# Anyone in Wales? 2 gorgeous boys desperately need homes :(



## cymru_am_byth! (Jan 12, 2008)

Hi, I live in South Wales (in the Merthyr Tydfil area) and desperately need to rehome the last 2 of my babies  

My boyfriend's mother has been taken ill in Greece and as a result we have to fly out there as soon as possible.. We've been able to find homes for all of my babies (I had 15 altogether   ) except these 2.

I'd be willing to give them to a good home for free, as long as I know they'll be well looked after and happy.

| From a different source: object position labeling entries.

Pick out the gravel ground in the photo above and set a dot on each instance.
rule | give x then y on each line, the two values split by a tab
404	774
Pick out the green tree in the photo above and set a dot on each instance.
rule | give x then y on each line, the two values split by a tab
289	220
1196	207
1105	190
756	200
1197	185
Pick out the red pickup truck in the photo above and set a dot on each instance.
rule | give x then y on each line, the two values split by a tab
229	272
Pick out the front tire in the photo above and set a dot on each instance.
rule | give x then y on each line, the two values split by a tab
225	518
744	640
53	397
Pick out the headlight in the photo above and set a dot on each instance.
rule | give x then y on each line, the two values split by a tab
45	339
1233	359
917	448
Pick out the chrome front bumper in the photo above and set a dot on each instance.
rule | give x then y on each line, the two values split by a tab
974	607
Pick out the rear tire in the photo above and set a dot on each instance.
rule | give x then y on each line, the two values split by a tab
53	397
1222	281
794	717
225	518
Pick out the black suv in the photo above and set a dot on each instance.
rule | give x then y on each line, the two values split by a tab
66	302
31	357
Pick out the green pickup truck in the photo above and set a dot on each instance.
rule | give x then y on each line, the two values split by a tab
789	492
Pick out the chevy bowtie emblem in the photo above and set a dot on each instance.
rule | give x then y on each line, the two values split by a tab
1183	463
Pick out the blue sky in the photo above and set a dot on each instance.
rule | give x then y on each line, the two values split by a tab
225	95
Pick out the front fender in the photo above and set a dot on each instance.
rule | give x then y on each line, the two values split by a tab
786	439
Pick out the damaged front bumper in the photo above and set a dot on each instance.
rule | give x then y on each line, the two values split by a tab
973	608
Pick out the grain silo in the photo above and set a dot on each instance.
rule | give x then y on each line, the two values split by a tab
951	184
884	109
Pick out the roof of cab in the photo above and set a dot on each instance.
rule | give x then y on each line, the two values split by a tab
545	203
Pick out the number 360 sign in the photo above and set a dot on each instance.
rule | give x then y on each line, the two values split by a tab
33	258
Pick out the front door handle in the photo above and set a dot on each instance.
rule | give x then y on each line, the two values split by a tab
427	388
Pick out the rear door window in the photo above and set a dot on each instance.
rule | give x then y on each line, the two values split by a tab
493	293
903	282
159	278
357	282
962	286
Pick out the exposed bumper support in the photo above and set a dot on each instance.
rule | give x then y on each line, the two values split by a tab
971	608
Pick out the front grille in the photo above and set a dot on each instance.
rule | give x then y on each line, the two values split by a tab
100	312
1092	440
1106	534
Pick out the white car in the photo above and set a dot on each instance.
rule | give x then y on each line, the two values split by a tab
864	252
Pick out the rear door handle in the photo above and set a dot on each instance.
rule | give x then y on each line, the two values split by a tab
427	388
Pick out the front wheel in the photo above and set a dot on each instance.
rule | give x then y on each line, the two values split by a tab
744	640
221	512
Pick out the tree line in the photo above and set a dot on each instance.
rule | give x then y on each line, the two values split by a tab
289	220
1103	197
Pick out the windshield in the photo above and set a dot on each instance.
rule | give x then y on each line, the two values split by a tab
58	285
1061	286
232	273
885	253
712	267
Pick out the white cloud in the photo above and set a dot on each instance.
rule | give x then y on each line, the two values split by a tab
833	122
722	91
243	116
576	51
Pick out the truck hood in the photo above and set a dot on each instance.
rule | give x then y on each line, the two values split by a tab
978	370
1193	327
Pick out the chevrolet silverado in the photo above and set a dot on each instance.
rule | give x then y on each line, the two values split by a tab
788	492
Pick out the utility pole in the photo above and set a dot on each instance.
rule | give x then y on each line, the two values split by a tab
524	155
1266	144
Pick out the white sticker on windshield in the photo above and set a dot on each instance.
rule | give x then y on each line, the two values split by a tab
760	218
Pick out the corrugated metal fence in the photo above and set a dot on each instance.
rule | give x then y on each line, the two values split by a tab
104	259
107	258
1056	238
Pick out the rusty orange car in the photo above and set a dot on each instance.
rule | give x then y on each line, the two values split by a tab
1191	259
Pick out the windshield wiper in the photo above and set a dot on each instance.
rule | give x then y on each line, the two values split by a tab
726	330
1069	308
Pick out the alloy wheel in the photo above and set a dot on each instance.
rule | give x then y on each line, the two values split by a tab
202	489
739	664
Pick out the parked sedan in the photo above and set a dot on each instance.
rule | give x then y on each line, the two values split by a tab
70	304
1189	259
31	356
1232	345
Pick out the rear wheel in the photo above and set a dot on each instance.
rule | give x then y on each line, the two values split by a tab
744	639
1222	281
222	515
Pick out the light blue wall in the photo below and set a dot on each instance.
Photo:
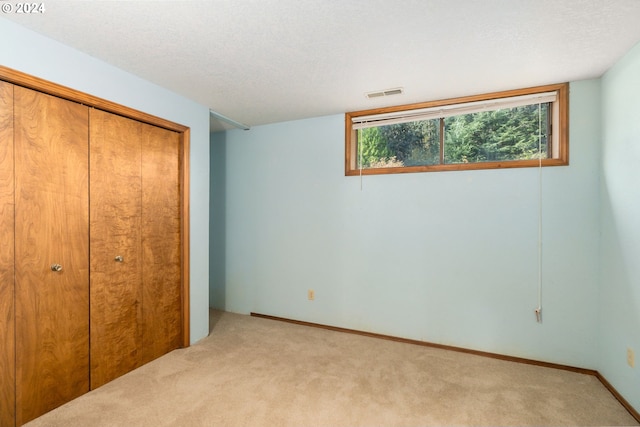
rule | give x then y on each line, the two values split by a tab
33	54
217	230
446	257
620	198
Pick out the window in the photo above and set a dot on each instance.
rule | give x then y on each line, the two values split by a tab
518	128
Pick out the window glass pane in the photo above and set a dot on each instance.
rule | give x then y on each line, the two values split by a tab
399	145
499	135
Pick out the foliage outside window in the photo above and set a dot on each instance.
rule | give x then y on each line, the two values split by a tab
519	128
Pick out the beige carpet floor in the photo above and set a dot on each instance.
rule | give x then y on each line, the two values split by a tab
259	372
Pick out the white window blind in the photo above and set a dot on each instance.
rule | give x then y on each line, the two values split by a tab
443	111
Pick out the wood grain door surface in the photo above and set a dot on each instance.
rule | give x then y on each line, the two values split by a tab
161	242
116	215
7	328
52	223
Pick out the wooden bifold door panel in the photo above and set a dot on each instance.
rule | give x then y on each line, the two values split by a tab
93	230
7	328
51	219
135	244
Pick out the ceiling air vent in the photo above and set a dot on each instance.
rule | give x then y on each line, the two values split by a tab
386	92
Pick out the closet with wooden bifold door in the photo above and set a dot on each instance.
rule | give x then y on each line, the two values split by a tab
92	261
135	244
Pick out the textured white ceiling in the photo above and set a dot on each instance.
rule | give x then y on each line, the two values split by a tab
265	61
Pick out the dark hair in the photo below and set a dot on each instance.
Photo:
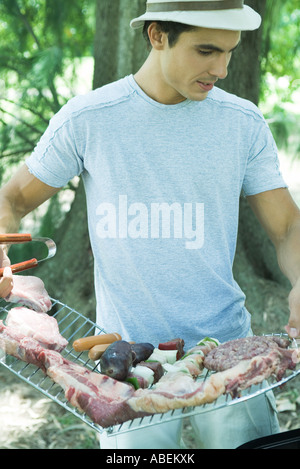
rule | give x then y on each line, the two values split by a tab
171	28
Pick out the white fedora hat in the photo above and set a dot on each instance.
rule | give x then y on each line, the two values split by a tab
213	14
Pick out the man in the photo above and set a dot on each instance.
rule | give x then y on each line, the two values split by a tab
165	155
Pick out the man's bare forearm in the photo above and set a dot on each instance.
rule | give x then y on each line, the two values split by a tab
288	252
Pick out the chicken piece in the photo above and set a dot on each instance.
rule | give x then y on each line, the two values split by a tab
39	326
30	291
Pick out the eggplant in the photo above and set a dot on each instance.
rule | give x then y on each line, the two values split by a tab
116	360
141	352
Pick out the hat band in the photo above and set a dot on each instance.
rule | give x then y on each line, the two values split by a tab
194	6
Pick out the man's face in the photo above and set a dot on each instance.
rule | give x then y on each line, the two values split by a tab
190	68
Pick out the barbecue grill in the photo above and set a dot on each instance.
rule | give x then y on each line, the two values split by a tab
74	325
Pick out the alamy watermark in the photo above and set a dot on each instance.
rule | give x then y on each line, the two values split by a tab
152	221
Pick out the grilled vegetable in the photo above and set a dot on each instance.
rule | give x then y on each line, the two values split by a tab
174	344
97	351
116	360
141	352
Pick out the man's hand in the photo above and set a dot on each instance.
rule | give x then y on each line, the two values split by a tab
6	282
293	327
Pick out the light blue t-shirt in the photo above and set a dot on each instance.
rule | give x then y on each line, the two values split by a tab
163	184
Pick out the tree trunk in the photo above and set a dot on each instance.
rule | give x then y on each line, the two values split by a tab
118	52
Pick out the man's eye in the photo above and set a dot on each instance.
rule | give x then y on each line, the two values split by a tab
205	52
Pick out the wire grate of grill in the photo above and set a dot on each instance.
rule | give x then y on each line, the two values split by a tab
74	325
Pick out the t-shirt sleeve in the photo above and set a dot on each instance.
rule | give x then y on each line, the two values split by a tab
263	167
56	159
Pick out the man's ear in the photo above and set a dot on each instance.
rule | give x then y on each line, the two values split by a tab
158	38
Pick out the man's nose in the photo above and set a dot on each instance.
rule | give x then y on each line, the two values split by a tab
220	66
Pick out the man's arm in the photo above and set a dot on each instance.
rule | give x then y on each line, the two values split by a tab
22	194
280	216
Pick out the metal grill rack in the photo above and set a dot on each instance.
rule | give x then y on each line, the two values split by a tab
74	325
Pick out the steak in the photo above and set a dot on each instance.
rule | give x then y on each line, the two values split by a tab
103	399
231	353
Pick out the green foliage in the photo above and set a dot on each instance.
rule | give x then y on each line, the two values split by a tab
39	40
280	71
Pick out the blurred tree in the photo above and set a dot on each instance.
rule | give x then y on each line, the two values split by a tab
40	40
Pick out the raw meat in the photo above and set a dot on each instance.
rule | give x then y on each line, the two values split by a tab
40	326
16	344
30	291
103	399
178	389
231	353
109	402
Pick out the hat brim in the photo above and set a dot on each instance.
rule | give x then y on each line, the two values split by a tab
238	19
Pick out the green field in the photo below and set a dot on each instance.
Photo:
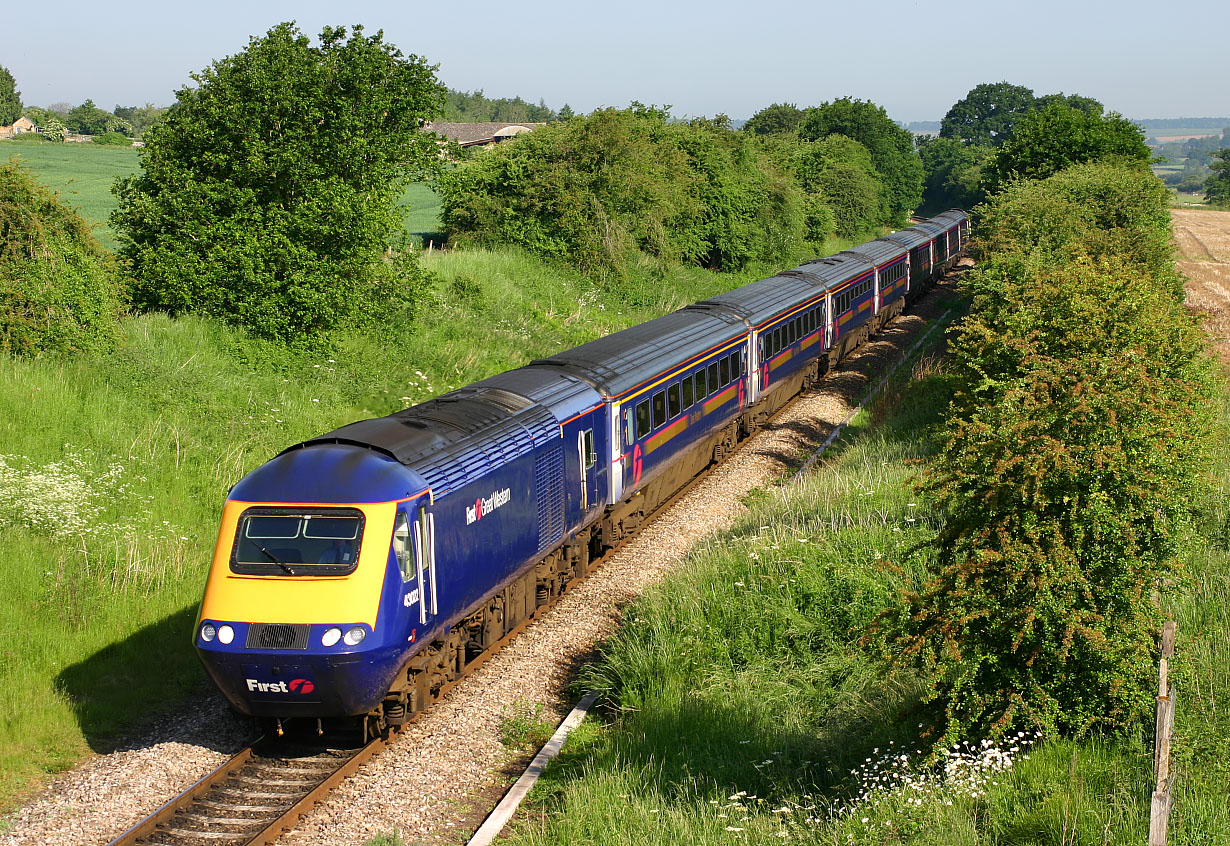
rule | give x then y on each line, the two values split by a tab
83	173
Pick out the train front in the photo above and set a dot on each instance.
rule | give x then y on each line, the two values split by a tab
304	614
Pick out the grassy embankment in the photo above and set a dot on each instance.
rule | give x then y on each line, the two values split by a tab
748	711
115	467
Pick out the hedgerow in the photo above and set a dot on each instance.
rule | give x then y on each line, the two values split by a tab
58	287
1071	450
600	191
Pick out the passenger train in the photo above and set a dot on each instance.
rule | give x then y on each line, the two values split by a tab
359	572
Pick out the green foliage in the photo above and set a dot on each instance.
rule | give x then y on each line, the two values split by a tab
1081	412
600	189
953	173
892	149
89	119
775	119
476	107
839	176
53	129
10	97
1058	137
988	114
58	289
1217	188
268	193
113	139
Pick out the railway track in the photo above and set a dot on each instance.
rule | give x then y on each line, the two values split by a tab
257	794
263	791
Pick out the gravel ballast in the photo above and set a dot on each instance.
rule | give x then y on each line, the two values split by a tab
445	771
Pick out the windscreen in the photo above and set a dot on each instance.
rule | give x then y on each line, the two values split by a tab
298	542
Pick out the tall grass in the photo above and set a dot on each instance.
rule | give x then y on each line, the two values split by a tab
113	469
743	705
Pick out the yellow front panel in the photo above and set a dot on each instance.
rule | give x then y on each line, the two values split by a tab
303	599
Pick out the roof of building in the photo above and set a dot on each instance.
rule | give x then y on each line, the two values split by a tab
469	134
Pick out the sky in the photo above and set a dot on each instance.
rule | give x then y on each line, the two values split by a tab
699	57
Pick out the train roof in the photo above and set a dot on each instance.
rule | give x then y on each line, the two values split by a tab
329	474
764	299
951	218
835	271
618	364
878	252
453	439
910	239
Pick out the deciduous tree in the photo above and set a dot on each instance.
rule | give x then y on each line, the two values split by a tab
10	98
1059	137
891	146
988	113
775	119
268	191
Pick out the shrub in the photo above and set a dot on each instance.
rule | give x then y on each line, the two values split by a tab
58	289
113	139
1070	451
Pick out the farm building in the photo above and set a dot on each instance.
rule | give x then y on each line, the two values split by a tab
480	134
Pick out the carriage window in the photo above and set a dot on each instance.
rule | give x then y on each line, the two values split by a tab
401	547
587	443
659	408
642	419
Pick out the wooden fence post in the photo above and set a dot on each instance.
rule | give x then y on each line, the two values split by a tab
1162	801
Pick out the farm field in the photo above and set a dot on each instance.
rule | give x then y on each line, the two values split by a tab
83	173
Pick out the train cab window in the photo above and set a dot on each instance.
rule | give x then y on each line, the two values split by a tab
642	419
587	446
401	547
278	541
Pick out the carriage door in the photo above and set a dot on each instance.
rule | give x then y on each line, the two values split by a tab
423	534
588	464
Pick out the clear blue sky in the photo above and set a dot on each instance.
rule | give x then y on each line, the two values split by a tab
701	57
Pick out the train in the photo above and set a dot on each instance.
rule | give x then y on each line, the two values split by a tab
359	573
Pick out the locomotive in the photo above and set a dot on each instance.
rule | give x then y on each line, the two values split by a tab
358	573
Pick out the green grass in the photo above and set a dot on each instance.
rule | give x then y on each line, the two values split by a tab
83	173
743	705
116	467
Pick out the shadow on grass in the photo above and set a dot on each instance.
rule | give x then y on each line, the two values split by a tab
124	687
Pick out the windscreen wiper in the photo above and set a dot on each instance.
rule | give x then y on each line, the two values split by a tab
279	563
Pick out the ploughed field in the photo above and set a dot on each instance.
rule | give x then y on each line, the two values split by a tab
1203	241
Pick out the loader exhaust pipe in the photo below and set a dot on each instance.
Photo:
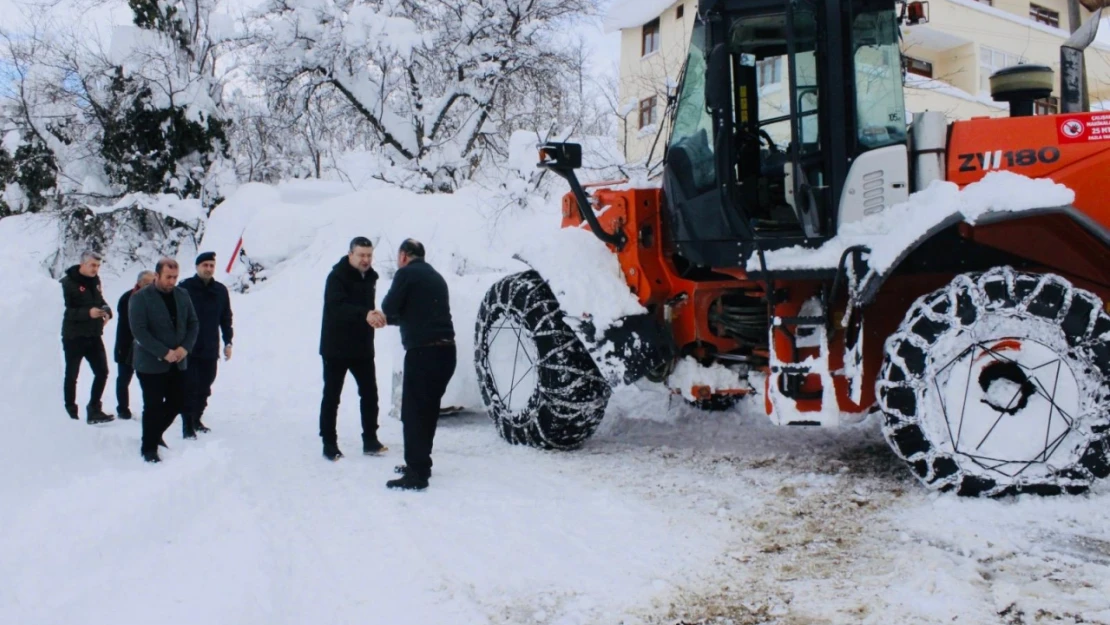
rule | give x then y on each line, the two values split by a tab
1021	86
1073	98
929	137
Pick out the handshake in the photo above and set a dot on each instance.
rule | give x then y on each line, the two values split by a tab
101	312
175	355
376	319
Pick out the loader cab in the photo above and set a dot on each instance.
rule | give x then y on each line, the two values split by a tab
777	100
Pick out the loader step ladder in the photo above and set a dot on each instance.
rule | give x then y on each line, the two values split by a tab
785	384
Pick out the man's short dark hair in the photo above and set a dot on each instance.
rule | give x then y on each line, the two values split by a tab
361	242
412	248
163	264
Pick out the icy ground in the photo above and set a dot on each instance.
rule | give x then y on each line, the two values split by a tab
667	515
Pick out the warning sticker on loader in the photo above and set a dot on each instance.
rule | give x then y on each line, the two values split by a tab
1083	129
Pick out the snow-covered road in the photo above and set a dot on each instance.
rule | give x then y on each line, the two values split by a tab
667	515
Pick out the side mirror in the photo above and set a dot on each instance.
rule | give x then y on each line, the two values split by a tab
561	155
717	80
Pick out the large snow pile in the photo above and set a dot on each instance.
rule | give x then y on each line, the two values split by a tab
584	274
295	232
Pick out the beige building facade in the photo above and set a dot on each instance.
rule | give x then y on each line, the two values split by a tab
947	62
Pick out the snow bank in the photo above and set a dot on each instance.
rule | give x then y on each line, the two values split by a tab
187	211
584	274
888	234
293	233
632	13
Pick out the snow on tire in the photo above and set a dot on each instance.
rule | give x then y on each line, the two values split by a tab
997	384
536	377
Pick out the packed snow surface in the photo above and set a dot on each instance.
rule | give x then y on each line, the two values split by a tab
666	515
890	233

I have 1 black hooded buck and 1 topaz hooded. Both are 6 months old and are inquisitive, calm and laid back boys. It kills me to let them go but boarding them isn't an option as we've got no idea how long we'll be in Athens 

If anyone near the area (or I'd even be willing to travel for a few hours if needed) is able to take them in, let me know and I'll get back to you asap.


----------



## Punk-Kay (Aug 13, 2008)

*Re: Anyone in Wales? 2 gorgeous boys desperately need homes*

Hi I do have a spare rat cage at the moment and was looking into getting a couple of new babies...I live in Bradford which may be too far away for you to travel? But if ya needed it I could take them in, and ya could see how well treated my other babies are, and give them big cuddles  If ya need to speak properly just message me and we will sort something out, the distance may be too far though ?


----------



## spirited_Away (Oct 23, 2008)

I live seriously close to Merthyr, i live in Ebbw Vale, but unfortunatley i am also looking for homes for my boys too. I have 6, only 2 months old. I rescued thier mum about 3 months back and didnt realise that she was pregnant. I have 6 females, and can't have males too. I don't want to give them to a pet store because you don't know where they are going. :-[ But at the moment the lil ones are going through a rough patch, they have sarcoptic mites, I am treating it. As soon as it clears i will be looking for good homes too, also willing to travel to see the lil fella's have a good home! 

Hope you have found good homes for your boys though, 
Best of luck


----------